Tenure ban for North Dakota colleges withdrawn, but policy debate continues

A bill in the North Dakota Legislature is again taking aim at tenure policies at the state’s public colleges, but an amendment offered Friday would allow tenure to remain.
House Bill 1437 proposed to eliminate tenure at two-year colleges in the North Dakota University System.
Sponsor Rep. Mike Motschenbacher, R-Bismarck, added an amendment that instead calls for guidelines on tenure, something the State Board of Higher Education says it has already been working on.
House Majority Leader Mike Lefor, R-Dickinson, said he has not been impressed by the board’s efforts on tenure policy.
“I think they put lip service to it,” Lefor told the House Government and Veterans Affairs Committee.
Tenure in the North Dakota University System is generally awarded after six years of service for full-time faculty, in part to ensure academic freedom, providing some protection for teaching, writing or researching on controversial topics. Tenured faculty can still be removed for cause.
It has been a topic of discussion in recent months, with the board also considering eliminating tenure at two-year schools, but ultimately voting that down.
Motschenbacher said Friday that tenure “virtually guarantees a university professor will never be fired.”
“Why does any employee, at any level, in any industry, deserve this type of protection?” he asked.
Motschenbacher said the only reasonable answer he has gotten to that question in North Dakota is that it makes recruiting faculty easier.

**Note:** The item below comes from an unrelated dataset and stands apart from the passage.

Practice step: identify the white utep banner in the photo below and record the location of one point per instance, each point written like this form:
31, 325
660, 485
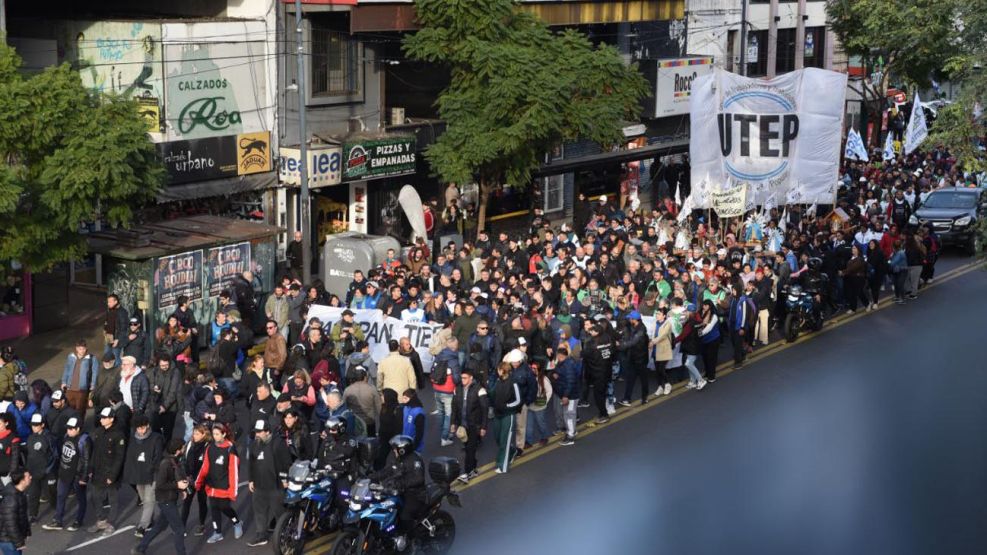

Vice Chancellor Lisa Johnson defended the North Dakota University System and said studies have shown that professors with tenure become more productive, counter to public perception.
Johnson said she was supportive of the amendment but would suggest additional changes.
One point of contention is how often tenured faculty should go through post-tenure review, a more rigorous process than the annual review.
The bill requires post-tenure review every three years instead of the current policy of every five years.
During a meeting this week to discuss the legislation, State Board of Higher Education member Casey Ryan of Grand Forks said he feared the more frequent reviews would eat up too much time for administrators, especially at the University of North Dakota and North Dakota State University, the state’s two research universities.
“It needs to stay at five years,” Ryan said. “It would clog up the research universities.”
During the 2023 legislative session, lawmakers considered a bill that proposed to make it easier for presidents at Dickinson State University and Bismarck State College to remove tenured faculty. The state Senate rejected the bill.